Goma : La société civile interpelle l’autorité urbaine sur la résurgence du banditisme urbain
L’autorité urbaine de la ville de Goma est appelée à recycler les policiers et les militaires sur les notions de la police de proximité en vue de garantir la collaboration civilo-policière face à la montée des cas d’incidents sécuritaires en ville de Goma.
Cette recommandation a été émise à travers un rapport d’alerte élaboré par la coordination urbaine de la société civile dans lequel cette structure revient sur les différents drames qui se sont produits dans la ville volcanique depuis le début du mois de Mai.
En effet, deux civils dont une femme, ont été assassinés par balles la soirée de jeudi 19 mai à Goma dans les circonstances similaires.
Cet énième incident porte à quatre le nombre des cas d’assassinats déjà enregistrés en ville de Goma depuis le début de ce mois de mai, a rapporté la société civile urbaine dans une note d’alerte.

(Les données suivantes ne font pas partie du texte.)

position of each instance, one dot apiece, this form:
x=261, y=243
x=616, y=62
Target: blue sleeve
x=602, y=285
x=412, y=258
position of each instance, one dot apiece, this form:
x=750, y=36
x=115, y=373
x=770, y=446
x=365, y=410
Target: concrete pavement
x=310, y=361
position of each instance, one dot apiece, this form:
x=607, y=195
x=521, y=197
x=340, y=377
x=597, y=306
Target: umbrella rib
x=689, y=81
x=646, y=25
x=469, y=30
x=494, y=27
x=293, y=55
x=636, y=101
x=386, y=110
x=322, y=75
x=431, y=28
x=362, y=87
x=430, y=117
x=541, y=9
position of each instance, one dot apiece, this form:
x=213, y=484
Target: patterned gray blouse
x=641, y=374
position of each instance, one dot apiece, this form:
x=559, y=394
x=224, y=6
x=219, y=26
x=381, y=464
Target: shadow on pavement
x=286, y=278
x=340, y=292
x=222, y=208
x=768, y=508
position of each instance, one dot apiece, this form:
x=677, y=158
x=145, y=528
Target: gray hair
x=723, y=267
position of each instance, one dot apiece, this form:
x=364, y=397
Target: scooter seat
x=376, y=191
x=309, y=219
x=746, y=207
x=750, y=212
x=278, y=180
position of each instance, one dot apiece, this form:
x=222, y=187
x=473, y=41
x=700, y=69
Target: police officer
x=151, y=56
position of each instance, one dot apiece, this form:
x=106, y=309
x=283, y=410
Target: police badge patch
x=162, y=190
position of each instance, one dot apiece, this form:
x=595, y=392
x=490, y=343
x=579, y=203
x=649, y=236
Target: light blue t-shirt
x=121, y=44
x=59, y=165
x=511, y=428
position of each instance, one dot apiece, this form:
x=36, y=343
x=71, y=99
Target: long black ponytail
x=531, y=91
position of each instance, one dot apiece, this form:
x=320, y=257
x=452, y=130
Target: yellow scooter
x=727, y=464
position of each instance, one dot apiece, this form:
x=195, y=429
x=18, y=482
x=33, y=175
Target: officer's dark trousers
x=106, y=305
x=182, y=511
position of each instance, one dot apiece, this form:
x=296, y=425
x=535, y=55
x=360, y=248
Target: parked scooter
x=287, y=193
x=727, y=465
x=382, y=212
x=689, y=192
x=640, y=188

Depuis le 1er Mai les incidents sécuritaires se sont multipliés en ville de Goma, chef lieu de la province du Nord-Kivu.
Partant du drame d’un garçon d’environ dix ans enterré vivant puis sauvé par la population à Kyeshero, à celui d’une vieille dame retrouvée pendue toujours dans le même quartier passant par la découverte de 3 corps sans vie dont une femme sur le bord du Lac Kivu precisement à Kituku ; la situation sécuritaire dans la ville volcanique devient de plus en plus moins rassurante, déplore la société civile.
Aux côtés de tous ces drames, plusieurs cas de viols et de cambriolages nocturnes ainsi que de kidnappings ont également été répertoriés, ajoute la coordination urbaine de la société civile.
À en croire cette structure de représentativité du peuple, cette situation a plongé la population de Goma dans une psychose permanente.
consécutivement à cette situation, la coordination urbaine de la société civile recommande à l’autorité urbaine de doter les commissariats des unités d’intervention jeunes, fortes et équipées en vue de combattre cette résurgence du banditisme urbain, et aux
populations de dénoncer tout mouvement suspect.